It looks like there has been a lot of discussion surrounding my article on why we should drop insulting terms like "Neo-Catholic" and "RadTrad" from our lexicon. For the most part, it's been an overwhelmingly positive discussion.
I'd like to develop it a little more by bringing in something some of my audience is going to find foreign: what we gamers call "Wheaton's Law." Awhile back actor Will Wheaton gave a speech about sportsmanship in competition, specifically online gaming. The speech could (and has) been boiled down to one phrase (sanitized for a Catholic audience): Don't be a jerk.
Does anyone think "radtrads" like being called radtrads? Do "Neo-Catholics" like being called "Neo-Catholic?" Both audiences treat those terms as insults. Most people who say those terms lack the stones to say it directly to someone's face. Or more likely, they don't actually know any flesh and blood "others", they just do it from behind a keyboard, being internet tough guys.
As Catholics, our goal should be to reach out to everyone, including fallen brothers, guiding them to the mercy of Christ Jesus.
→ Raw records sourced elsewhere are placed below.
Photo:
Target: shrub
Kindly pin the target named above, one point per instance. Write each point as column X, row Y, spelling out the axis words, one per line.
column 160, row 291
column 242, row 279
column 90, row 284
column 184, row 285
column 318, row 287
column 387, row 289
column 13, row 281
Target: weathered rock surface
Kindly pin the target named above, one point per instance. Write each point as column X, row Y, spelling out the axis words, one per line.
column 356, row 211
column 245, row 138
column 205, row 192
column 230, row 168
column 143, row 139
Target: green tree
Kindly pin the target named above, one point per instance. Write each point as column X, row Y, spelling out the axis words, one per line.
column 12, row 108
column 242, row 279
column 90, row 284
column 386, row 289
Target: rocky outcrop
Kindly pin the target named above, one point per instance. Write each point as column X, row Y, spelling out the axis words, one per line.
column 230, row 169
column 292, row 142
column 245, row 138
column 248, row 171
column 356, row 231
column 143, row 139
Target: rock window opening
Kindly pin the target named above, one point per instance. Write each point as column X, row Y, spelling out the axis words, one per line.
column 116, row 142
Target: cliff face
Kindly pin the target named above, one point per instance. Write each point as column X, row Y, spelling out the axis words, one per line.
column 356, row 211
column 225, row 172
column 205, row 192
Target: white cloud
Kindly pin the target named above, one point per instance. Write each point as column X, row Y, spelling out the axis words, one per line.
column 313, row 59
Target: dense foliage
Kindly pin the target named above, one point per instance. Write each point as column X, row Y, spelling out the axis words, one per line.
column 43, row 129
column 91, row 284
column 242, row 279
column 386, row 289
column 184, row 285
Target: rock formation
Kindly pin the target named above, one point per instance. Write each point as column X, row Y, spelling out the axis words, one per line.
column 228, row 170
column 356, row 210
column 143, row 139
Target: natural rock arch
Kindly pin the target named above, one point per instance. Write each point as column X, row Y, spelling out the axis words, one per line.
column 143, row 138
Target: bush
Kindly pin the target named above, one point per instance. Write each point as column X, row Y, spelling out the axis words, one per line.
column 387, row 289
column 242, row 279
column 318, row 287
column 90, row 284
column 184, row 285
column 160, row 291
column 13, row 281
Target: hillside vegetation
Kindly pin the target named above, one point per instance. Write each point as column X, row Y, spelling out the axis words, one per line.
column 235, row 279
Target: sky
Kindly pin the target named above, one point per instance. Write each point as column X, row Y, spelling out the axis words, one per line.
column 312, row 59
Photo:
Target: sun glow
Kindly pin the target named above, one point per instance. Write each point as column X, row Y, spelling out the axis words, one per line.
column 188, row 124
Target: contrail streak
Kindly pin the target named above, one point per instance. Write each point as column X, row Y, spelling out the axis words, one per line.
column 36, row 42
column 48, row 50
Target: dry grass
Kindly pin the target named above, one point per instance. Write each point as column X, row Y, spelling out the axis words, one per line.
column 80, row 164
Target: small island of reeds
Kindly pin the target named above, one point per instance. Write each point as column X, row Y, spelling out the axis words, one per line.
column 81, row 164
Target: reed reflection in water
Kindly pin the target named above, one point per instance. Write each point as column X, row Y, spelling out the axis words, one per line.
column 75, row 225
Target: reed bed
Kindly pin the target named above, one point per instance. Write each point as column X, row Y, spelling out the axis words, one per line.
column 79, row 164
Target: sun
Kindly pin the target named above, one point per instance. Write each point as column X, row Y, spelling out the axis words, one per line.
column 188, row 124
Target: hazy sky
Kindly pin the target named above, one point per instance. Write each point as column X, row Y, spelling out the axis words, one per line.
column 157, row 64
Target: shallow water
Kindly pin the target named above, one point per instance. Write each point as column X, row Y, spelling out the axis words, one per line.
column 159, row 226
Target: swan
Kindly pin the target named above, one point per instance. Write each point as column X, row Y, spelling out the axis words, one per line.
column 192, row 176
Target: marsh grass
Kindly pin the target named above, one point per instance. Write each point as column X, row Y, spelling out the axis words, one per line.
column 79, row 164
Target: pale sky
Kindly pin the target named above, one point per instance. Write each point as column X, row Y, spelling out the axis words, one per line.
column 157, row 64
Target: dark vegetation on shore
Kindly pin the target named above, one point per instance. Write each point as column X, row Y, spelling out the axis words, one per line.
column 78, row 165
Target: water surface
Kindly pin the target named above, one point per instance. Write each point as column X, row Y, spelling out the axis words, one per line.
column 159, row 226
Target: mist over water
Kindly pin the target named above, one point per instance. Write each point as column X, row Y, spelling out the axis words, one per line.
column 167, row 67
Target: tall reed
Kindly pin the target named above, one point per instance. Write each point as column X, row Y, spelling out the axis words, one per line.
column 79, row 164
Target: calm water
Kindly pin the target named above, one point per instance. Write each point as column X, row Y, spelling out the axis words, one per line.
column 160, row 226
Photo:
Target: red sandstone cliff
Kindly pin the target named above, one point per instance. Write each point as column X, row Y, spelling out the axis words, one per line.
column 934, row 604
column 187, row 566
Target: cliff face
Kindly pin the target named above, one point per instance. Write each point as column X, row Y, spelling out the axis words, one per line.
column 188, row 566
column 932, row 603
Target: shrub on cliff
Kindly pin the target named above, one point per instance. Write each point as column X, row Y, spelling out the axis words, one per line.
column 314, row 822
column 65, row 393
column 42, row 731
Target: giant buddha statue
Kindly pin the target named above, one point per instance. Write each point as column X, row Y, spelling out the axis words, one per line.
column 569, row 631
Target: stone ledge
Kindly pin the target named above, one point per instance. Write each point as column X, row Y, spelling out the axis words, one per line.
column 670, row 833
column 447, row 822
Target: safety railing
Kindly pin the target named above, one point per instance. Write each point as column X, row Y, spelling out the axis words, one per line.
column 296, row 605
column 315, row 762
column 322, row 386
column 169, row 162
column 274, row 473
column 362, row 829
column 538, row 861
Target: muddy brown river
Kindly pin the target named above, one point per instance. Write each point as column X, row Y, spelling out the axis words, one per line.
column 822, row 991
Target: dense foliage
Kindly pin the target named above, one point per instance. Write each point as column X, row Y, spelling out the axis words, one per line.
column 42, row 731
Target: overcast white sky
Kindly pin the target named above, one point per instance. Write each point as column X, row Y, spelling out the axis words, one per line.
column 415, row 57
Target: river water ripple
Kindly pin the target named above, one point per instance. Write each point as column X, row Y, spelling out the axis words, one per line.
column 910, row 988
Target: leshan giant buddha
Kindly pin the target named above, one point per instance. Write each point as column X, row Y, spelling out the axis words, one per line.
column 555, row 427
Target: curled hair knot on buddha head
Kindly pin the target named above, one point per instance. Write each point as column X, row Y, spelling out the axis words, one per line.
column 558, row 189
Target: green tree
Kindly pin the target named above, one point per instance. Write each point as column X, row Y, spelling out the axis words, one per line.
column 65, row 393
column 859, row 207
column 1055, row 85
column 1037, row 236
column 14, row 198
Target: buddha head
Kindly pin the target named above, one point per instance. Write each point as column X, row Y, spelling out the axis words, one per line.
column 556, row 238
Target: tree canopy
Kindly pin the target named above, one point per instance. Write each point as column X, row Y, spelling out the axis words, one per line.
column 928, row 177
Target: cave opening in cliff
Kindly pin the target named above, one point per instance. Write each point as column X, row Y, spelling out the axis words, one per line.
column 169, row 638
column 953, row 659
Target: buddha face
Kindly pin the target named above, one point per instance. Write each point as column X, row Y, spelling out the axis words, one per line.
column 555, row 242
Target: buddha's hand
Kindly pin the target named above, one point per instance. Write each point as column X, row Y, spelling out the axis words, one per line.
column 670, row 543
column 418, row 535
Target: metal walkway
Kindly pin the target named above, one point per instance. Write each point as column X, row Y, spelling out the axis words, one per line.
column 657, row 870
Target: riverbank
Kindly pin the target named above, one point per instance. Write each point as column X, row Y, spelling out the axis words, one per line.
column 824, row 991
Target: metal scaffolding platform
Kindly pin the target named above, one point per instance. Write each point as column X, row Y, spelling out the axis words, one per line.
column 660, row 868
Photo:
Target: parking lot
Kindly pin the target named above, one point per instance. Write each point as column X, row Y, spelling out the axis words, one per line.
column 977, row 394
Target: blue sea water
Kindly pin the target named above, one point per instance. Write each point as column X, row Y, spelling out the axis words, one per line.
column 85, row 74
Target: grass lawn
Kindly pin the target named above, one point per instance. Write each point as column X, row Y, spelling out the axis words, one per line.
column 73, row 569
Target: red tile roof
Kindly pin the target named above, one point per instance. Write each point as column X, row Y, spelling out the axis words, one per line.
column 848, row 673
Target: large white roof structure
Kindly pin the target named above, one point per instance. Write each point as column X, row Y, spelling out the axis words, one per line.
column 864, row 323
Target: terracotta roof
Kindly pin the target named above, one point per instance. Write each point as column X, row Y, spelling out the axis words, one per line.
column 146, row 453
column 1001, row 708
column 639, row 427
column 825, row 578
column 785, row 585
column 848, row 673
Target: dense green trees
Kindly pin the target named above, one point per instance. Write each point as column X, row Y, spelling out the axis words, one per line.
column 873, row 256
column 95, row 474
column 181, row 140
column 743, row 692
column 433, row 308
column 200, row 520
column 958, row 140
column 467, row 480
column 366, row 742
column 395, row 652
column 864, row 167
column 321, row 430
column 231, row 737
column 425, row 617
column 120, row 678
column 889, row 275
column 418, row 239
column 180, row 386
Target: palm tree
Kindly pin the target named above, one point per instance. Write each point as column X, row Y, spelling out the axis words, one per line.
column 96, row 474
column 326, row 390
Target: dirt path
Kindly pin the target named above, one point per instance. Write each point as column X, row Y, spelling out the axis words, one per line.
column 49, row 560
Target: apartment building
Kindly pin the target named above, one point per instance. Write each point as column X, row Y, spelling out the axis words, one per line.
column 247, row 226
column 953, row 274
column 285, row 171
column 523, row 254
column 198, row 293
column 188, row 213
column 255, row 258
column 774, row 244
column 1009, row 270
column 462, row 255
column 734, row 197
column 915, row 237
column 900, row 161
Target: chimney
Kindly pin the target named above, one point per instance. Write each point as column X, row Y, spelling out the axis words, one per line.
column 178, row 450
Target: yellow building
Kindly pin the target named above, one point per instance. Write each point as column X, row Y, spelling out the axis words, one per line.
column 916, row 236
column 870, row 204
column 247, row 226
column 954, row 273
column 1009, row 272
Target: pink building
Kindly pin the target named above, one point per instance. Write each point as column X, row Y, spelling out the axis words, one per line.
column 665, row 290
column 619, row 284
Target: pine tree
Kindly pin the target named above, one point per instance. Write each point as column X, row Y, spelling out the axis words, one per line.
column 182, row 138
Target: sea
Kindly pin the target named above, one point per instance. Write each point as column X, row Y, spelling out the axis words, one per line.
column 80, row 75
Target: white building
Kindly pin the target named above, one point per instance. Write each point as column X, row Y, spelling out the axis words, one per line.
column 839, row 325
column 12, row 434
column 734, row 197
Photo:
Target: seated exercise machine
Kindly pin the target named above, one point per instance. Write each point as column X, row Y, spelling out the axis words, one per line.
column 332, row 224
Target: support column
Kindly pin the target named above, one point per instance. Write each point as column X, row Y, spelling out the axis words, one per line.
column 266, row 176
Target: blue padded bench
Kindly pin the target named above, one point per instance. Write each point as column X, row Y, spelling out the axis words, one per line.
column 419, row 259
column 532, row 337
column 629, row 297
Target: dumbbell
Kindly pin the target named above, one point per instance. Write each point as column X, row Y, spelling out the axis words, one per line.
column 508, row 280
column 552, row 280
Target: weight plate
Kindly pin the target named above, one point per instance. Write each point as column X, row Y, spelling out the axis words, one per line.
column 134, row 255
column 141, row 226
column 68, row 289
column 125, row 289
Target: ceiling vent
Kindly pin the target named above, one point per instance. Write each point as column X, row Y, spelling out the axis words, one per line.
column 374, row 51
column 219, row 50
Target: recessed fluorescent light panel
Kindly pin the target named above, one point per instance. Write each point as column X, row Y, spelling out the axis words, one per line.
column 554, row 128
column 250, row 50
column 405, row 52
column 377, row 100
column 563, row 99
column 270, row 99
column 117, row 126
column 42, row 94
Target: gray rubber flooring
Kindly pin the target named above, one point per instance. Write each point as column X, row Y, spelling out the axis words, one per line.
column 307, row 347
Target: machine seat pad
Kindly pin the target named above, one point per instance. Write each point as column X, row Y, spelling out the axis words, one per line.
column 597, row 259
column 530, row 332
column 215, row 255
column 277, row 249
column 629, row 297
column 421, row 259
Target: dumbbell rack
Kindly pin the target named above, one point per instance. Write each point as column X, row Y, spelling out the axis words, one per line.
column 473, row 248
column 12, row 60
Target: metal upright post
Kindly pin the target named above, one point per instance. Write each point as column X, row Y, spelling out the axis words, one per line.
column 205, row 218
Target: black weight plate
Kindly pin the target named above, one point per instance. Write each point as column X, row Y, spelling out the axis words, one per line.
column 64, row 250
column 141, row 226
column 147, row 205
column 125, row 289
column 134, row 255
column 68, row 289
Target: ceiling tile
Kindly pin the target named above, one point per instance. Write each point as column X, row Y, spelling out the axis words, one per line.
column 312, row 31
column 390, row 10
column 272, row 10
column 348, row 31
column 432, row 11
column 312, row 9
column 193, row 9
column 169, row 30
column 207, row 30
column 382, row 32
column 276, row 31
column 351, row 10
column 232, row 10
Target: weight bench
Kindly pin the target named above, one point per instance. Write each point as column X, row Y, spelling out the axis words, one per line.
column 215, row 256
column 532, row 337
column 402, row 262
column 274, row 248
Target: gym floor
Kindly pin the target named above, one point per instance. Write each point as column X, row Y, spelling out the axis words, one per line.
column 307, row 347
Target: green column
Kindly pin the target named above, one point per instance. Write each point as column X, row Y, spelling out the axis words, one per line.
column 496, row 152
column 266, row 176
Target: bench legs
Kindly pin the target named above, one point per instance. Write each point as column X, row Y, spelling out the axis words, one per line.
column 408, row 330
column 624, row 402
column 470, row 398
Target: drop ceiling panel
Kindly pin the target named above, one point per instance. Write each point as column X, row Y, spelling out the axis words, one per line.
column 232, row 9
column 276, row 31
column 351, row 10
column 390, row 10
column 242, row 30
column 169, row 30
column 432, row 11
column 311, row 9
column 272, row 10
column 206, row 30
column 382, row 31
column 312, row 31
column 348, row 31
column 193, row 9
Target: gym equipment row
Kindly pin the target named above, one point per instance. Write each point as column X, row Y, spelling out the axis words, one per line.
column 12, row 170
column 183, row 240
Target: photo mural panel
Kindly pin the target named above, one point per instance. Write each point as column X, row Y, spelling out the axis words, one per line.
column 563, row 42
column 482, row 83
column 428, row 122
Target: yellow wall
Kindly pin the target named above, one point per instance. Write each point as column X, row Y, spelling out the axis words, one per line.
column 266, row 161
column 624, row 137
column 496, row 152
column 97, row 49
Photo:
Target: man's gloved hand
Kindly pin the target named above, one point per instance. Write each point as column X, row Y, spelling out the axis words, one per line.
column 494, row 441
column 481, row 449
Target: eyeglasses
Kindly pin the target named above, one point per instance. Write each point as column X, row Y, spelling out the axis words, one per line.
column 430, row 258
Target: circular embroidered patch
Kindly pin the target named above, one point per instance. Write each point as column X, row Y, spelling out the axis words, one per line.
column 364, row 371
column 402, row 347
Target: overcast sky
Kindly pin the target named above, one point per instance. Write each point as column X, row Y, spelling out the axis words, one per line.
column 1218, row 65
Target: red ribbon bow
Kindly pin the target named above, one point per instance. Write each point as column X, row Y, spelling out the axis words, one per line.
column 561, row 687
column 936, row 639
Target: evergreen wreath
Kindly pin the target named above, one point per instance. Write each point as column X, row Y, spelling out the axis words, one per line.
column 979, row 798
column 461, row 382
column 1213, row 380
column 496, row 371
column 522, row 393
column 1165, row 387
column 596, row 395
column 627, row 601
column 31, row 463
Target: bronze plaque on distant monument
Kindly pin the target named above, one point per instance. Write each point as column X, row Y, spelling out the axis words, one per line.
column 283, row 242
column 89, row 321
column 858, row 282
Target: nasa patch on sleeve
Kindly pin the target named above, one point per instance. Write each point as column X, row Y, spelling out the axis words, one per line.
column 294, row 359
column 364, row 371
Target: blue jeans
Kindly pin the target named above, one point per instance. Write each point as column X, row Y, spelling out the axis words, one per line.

In doing so, we should avoid doing anything that can create a barrier to this. There's a reason Holy Mother Church doesn't call the SSPX or sedevacantists "radtrads" even though she seriously disagrees with their positions.
Now you might think these people are unworthy of dialogue. You might think they are unworthy of charity, and they deserve to be insulted. Those darn "others" deserve every piece of scorn they get, and I get to define what makes someone the other! This isn't me getting on a soapbox. The problem described here is inherent in the human condition, mine included. We like to label things. Who knows why. Maybe it's evolutionary, maybe it's psychological, maybe it's a combination of a lot of factors. That it is part of human nature doesn't mean it is okay. We need to strive above our nature, to disagree without being disagreeable. Of course, we all think we can do this. Yet what does the "other" think?
I also don't necessarily think we need to do away with all descriptions. If a Charismatic wants to call themselves a Charismatic, and they still understand that the Holy Spirit works through all Catholics, and they aren't superior, more power to them. It really doesn't damage me. Likewise, I think people who love the Extraordinary, love traditional devotions, emphasize huge families, and fight hard to bring a sense of the sacred to places it is sorely lacking, let them be called "traditionalist" if they so desire. Just make sure they understand that they are not the only ones who emphasize those things, and others try to emphasize them as well. Let all of us live out our charisms, and live them out expressing our common Catholic Faith.
My problem is when we violate Wheaton's law: when we define someone with a term to belittle and mock them for no other reason to belittle and mock them. One doesn't need to use "radtrad" to condemn the ideas that Vatican II taught formal error, the New Mass is invalid/evil, bathe in conspiracy theories, etc. You lose nothing from dropping that term. In fact, you gain something: you'd be stunned how much goodwill you can come to the table with when you aren't starting out your discussion by mocking someone.
These people might reject what you have to say. They might even insult you back. Let them. They might come around later. Or maybe someone sees the work you've done, how you reached out, and that changes their heart. This is the way of the Church, following her should be sufficient.
In the end, I'll grant you the right strictly speaking to use such labels. Yet why don't we ask ourselves: Is this actually doing any good?